After the shutdown of Vine, he shifted his online presence mainly to YouTube, though he had started to create content on YouTube before that as well. His online personality consists of comedy, impressions, singing, and social justice.

He also has a career outside of the Internet performing in local theater productions with the hope of someday making it to Broadway.
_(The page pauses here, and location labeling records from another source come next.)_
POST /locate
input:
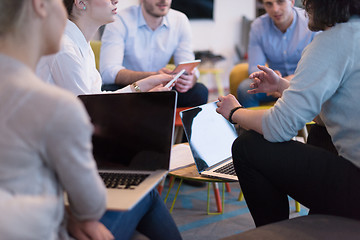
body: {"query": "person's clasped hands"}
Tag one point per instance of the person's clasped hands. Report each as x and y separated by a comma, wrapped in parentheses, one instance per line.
(185, 81)
(264, 81)
(226, 105)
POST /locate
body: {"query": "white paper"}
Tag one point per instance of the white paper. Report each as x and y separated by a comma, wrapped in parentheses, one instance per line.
(181, 156)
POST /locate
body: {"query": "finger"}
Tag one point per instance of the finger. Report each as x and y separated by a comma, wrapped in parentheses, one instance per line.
(252, 91)
(265, 69)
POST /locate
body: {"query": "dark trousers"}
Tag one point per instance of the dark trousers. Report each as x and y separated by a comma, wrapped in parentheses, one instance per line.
(315, 177)
(197, 95)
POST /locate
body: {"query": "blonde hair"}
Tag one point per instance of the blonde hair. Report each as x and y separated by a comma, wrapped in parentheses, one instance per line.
(12, 13)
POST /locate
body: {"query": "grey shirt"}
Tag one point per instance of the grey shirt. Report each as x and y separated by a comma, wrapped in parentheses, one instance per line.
(326, 82)
(45, 149)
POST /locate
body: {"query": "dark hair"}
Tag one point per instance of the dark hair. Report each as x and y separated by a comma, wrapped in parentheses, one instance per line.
(11, 14)
(69, 4)
(327, 13)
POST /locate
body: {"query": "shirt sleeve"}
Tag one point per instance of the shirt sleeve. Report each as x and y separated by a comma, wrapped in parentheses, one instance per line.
(112, 50)
(67, 72)
(313, 84)
(255, 48)
(68, 145)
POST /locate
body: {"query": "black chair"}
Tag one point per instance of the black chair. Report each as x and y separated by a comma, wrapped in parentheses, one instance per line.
(310, 227)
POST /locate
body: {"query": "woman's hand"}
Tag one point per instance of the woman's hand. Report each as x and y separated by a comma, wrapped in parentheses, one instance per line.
(89, 229)
(185, 82)
(226, 104)
(265, 81)
(154, 81)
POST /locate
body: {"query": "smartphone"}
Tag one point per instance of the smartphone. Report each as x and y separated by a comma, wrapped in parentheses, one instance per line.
(175, 78)
(188, 66)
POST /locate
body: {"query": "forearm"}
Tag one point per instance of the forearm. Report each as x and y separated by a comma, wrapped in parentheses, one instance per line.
(249, 119)
(126, 77)
(282, 85)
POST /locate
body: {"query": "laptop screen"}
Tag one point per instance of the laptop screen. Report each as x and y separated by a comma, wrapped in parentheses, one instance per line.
(132, 131)
(209, 134)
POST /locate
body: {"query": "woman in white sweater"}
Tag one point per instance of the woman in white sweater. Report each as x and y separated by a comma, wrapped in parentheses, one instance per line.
(43, 130)
(73, 67)
(45, 143)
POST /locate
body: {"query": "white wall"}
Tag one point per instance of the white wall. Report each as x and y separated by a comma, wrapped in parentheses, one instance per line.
(219, 35)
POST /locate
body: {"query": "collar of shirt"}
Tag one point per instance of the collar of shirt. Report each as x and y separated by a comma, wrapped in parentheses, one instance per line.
(142, 22)
(78, 37)
(290, 28)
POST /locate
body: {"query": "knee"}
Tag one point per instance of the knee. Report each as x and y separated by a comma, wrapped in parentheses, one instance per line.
(246, 143)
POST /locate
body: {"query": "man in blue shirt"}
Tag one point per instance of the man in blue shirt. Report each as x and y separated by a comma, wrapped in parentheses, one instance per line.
(278, 39)
(142, 41)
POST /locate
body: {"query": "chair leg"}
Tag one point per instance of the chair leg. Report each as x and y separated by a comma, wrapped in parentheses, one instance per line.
(177, 192)
(160, 187)
(228, 188)
(241, 196)
(219, 84)
(297, 206)
(219, 201)
(172, 181)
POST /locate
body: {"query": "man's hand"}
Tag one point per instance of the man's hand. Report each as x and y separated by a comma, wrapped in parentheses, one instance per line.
(154, 81)
(265, 81)
(88, 230)
(185, 82)
(226, 104)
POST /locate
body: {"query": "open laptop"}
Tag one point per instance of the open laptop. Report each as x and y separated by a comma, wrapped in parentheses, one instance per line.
(131, 142)
(210, 138)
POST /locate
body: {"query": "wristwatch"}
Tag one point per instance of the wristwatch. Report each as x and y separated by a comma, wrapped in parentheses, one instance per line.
(232, 113)
(136, 87)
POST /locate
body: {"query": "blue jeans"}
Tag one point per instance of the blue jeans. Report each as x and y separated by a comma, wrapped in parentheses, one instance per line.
(149, 217)
(251, 100)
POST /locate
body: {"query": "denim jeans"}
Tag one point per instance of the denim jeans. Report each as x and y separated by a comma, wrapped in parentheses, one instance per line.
(149, 217)
(251, 100)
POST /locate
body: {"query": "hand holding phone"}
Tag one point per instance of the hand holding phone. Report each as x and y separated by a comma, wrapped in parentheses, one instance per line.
(188, 66)
(175, 78)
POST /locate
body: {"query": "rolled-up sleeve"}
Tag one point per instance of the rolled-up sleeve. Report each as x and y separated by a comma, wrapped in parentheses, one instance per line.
(112, 50)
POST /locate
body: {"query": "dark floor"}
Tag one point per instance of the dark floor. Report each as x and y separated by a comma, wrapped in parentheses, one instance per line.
(193, 222)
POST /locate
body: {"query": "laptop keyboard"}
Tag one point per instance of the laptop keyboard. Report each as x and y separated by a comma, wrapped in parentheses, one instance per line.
(227, 169)
(122, 180)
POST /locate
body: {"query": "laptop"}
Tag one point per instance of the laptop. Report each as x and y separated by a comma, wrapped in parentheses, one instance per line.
(132, 142)
(210, 137)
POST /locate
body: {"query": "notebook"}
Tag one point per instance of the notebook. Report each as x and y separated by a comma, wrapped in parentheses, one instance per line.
(132, 138)
(210, 138)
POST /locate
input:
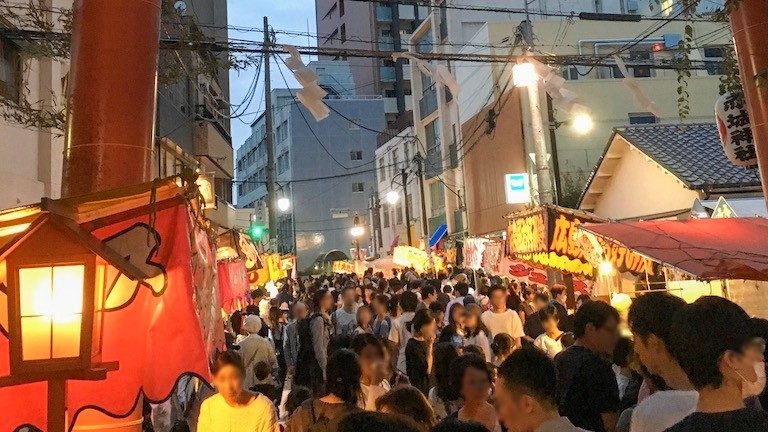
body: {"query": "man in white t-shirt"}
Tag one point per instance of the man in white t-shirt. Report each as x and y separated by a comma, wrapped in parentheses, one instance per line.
(401, 329)
(500, 319)
(650, 319)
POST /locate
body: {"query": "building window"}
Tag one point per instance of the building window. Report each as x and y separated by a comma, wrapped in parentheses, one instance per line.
(642, 118)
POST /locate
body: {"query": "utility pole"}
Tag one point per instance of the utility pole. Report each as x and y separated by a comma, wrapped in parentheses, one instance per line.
(270, 142)
(404, 177)
(420, 172)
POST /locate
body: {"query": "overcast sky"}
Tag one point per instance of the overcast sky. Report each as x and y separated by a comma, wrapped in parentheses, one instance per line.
(291, 15)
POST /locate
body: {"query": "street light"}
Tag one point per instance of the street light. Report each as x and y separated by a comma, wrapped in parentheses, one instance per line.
(283, 204)
(582, 123)
(393, 197)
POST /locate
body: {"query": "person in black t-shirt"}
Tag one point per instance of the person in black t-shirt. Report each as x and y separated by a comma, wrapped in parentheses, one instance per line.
(714, 341)
(587, 388)
(418, 349)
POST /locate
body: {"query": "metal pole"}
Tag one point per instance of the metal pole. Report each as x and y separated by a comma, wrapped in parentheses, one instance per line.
(553, 147)
(404, 176)
(270, 142)
(424, 225)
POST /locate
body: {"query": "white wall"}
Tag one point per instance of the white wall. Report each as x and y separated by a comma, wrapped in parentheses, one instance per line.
(639, 188)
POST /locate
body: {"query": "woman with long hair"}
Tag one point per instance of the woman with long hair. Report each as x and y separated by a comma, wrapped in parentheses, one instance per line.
(444, 397)
(233, 408)
(408, 401)
(474, 379)
(342, 393)
(454, 331)
(476, 332)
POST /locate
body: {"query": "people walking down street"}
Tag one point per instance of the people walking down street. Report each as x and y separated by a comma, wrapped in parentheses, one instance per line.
(418, 350)
(344, 319)
(587, 388)
(401, 330)
(444, 396)
(382, 323)
(291, 340)
(371, 354)
(254, 349)
(474, 380)
(500, 319)
(462, 291)
(408, 401)
(364, 320)
(559, 300)
(476, 332)
(502, 346)
(453, 332)
(314, 337)
(650, 320)
(340, 399)
(551, 340)
(233, 408)
(715, 343)
(526, 394)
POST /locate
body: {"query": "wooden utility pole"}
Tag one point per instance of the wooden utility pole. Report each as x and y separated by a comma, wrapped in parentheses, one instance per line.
(270, 138)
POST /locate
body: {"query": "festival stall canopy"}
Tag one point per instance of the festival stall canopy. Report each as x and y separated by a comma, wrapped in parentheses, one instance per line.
(708, 249)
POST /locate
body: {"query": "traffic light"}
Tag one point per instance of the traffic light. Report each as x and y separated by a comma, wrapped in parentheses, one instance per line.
(257, 232)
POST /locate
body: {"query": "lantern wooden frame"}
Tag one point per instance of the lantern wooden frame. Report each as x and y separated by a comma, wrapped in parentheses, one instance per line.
(53, 241)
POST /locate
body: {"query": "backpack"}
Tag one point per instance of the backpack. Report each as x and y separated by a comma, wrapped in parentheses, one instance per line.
(309, 374)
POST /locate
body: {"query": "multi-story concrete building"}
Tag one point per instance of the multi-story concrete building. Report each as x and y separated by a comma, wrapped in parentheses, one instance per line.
(392, 158)
(468, 155)
(326, 169)
(372, 26)
(193, 124)
(32, 156)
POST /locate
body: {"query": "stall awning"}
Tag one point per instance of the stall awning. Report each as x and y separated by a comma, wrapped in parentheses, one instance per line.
(705, 248)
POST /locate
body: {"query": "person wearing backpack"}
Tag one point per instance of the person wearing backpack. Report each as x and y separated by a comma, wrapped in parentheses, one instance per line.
(342, 392)
(314, 336)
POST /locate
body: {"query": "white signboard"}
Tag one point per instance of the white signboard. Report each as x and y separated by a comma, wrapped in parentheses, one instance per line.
(517, 188)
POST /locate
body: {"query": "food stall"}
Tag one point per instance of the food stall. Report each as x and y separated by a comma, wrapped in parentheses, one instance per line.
(692, 258)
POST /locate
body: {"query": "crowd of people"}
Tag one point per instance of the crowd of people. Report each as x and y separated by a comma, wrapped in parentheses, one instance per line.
(462, 352)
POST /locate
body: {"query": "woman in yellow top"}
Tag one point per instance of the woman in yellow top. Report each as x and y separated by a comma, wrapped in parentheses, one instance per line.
(233, 408)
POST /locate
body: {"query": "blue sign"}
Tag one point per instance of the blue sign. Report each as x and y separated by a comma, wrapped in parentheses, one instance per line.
(439, 233)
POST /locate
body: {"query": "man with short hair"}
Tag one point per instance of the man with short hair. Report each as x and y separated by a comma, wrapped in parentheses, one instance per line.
(559, 301)
(462, 291)
(428, 296)
(714, 341)
(587, 387)
(344, 319)
(526, 394)
(401, 332)
(650, 320)
(500, 319)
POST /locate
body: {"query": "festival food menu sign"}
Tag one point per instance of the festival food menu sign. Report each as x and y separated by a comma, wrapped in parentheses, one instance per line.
(548, 236)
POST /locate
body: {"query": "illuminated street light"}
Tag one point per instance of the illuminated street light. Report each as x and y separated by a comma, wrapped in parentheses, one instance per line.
(393, 197)
(582, 123)
(283, 204)
(524, 75)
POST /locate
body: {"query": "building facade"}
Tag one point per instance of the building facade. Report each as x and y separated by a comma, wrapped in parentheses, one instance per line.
(473, 139)
(372, 26)
(393, 159)
(326, 170)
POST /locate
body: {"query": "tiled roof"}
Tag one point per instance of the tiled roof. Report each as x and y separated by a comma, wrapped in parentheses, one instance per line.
(691, 152)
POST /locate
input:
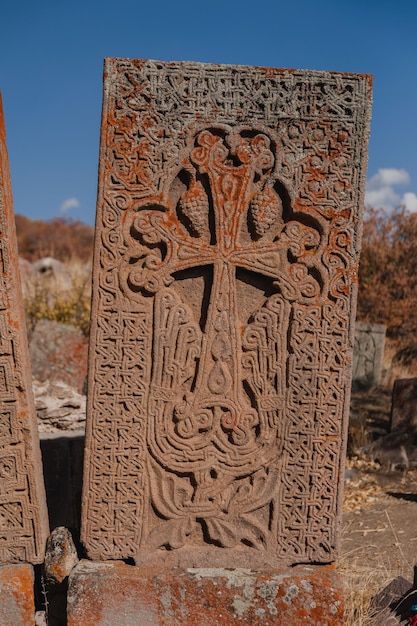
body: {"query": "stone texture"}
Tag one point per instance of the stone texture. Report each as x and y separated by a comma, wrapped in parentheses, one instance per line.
(17, 605)
(393, 604)
(23, 514)
(368, 353)
(404, 406)
(59, 407)
(115, 594)
(225, 269)
(58, 353)
(61, 556)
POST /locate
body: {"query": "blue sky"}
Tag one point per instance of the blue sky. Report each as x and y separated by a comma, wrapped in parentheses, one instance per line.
(51, 60)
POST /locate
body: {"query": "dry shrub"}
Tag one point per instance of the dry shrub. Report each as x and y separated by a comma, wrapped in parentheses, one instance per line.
(61, 238)
(387, 274)
(67, 302)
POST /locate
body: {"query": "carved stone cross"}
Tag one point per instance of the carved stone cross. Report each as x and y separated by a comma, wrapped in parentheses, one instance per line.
(213, 432)
(225, 273)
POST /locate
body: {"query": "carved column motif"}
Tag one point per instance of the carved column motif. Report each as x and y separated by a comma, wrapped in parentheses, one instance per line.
(225, 254)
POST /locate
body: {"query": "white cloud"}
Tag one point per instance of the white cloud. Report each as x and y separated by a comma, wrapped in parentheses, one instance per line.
(409, 200)
(69, 203)
(387, 178)
(383, 198)
(380, 192)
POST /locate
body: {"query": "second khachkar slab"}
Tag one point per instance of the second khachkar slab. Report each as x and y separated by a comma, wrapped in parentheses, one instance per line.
(224, 297)
(23, 514)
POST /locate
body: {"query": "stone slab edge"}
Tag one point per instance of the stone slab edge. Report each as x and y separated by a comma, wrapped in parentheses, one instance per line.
(116, 594)
(17, 607)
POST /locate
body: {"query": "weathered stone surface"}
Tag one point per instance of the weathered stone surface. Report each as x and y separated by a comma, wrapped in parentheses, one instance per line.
(225, 270)
(17, 605)
(368, 353)
(404, 406)
(58, 353)
(115, 594)
(59, 407)
(23, 515)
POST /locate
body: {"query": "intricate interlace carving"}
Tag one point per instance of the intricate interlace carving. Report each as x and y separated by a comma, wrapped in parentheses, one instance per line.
(227, 243)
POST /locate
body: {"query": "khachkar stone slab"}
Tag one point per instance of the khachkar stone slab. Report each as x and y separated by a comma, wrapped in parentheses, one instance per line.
(23, 514)
(226, 257)
(368, 353)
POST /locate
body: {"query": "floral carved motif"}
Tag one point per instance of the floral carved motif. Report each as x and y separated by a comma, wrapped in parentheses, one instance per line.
(226, 252)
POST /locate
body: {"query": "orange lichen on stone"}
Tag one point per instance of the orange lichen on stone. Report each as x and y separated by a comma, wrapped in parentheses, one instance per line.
(17, 607)
(113, 593)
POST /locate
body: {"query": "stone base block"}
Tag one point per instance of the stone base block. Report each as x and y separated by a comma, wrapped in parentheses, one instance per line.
(115, 594)
(17, 604)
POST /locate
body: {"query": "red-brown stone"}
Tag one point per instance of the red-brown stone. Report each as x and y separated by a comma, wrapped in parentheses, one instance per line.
(17, 606)
(115, 594)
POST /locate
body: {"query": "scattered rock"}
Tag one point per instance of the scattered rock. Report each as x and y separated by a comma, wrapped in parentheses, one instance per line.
(52, 271)
(391, 605)
(61, 556)
(58, 407)
(59, 353)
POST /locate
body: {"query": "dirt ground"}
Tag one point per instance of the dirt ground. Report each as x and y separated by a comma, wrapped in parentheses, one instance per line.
(379, 533)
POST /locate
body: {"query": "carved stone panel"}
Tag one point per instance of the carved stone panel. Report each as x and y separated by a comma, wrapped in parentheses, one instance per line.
(225, 270)
(23, 514)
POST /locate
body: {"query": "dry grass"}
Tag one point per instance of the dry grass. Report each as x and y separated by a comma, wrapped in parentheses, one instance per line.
(63, 296)
(363, 581)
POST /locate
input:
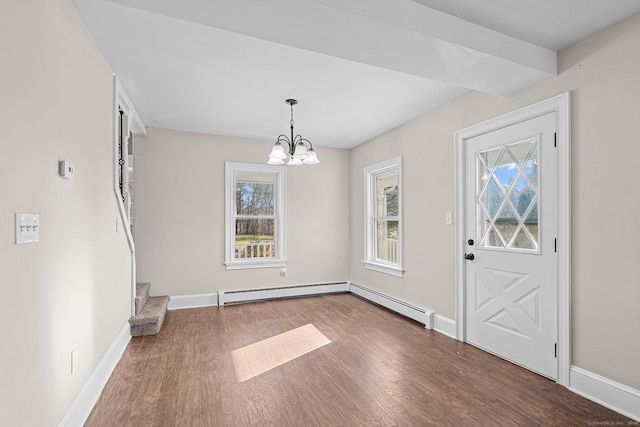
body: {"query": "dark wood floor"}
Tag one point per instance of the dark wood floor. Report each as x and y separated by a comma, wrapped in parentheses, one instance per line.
(379, 370)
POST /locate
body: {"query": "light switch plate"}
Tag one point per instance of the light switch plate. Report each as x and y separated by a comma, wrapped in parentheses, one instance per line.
(27, 228)
(448, 218)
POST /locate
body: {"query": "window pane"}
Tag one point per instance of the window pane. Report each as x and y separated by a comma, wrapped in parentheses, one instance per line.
(387, 240)
(508, 196)
(255, 238)
(255, 194)
(387, 194)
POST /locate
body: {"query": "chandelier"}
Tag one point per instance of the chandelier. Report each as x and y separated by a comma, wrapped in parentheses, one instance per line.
(297, 148)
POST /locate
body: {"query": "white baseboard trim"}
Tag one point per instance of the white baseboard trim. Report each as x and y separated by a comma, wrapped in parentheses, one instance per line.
(444, 325)
(418, 314)
(81, 408)
(193, 301)
(615, 396)
(247, 295)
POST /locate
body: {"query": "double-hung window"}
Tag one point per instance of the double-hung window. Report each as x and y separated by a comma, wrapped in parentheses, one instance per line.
(255, 216)
(383, 217)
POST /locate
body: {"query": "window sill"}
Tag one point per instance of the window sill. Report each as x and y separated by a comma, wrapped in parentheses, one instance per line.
(243, 265)
(383, 268)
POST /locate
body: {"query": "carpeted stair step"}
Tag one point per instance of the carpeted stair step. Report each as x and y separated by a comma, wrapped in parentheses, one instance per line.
(142, 295)
(149, 320)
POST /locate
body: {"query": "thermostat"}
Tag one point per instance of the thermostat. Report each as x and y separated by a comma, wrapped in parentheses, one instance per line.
(65, 169)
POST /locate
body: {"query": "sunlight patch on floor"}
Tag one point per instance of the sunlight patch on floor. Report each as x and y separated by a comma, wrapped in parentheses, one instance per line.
(259, 357)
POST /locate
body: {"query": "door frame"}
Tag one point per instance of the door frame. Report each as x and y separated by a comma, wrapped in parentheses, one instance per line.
(560, 105)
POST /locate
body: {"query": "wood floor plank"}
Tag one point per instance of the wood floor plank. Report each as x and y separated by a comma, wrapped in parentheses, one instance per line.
(379, 369)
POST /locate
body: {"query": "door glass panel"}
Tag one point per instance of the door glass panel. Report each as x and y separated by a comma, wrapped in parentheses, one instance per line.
(507, 196)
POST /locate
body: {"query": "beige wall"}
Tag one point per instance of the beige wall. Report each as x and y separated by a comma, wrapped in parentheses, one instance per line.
(602, 73)
(180, 215)
(71, 290)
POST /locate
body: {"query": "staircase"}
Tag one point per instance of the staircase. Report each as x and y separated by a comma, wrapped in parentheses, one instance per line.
(150, 312)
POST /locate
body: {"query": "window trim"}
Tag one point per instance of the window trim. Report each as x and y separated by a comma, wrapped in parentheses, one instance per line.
(370, 174)
(280, 173)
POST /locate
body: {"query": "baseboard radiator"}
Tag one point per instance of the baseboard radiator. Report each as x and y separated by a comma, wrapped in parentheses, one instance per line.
(411, 311)
(249, 295)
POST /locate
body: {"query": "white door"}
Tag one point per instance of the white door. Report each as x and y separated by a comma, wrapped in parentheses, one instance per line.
(511, 229)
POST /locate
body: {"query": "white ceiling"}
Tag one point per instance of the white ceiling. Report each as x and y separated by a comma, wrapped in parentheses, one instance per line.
(357, 67)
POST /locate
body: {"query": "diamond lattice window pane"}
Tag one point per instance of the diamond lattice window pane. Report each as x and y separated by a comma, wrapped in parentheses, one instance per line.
(507, 196)
(493, 239)
(494, 198)
(522, 195)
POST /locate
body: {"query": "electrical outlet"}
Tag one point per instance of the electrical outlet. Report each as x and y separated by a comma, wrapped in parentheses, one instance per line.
(74, 361)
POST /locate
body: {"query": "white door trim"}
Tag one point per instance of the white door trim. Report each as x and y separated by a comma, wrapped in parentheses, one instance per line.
(559, 105)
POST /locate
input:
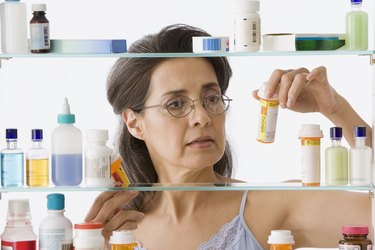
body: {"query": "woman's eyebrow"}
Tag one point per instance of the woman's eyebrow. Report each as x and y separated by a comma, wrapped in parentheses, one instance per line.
(183, 91)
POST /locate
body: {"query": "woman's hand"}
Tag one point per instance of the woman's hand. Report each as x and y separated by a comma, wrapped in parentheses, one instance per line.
(302, 91)
(107, 209)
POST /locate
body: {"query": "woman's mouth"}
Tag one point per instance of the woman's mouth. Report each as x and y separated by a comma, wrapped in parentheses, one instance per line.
(201, 143)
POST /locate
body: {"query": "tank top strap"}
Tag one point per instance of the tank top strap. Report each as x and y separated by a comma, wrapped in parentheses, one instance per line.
(243, 203)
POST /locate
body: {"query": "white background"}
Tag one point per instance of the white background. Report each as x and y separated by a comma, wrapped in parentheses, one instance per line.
(32, 90)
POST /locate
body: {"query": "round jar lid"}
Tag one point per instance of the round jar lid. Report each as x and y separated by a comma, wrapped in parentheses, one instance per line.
(89, 225)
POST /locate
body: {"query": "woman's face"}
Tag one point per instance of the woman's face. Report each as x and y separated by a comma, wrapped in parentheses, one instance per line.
(191, 142)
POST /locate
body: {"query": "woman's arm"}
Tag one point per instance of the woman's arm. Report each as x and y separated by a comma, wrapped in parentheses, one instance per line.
(303, 91)
(315, 218)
He managed to amass over 7.4 billion loops and 8.3 million followers on Vine, making his career one of the most successful in the app's short history.

Thomas Sanders was born and raised in Gainesville, Florida and still lives there today.

Although he does not reveal much about his family or personal life, he makes clear his pride of his predominantly Irish Catholic heritage, and he has revealed that he has three brothers: Patrick, Christian, and Shea.

On June 12th 2017, Sanders came out as gay in his video titled Having Pride.

1993 – MCC Reverend Troy Perry joins 1,500 lesbian and gay couples in a mass marriage at the IRS building in Washington, D.C

1994Yaroslav Mogutin, Russia’s most visible openly gay journalist, makes headlines when he attempts to register his marriage to American artist Robert Filippini. The head of Moscow’s Wedding Palace No. 4 refuses his application.

2009 – In the British Columbia provincial election campaign, Liberal candidate Marc Dalton faces controversy when an e-mail he sent to a colleague in 1996 is released to the media, in which he stated:

"I am not against homosexuals as people, but I do not support their lifestyle choices. I believe homosexuality is a moral issue. Most of us agree on many morals: respect, honesty, kindness. There are also many behaviours and acts that most of us would not condone: rape, robbery, assault, drunken driving, pedophilia, incest and so on."

The implication is, of course, that homosexuality is on a par with the latter group of "behaviours and acts".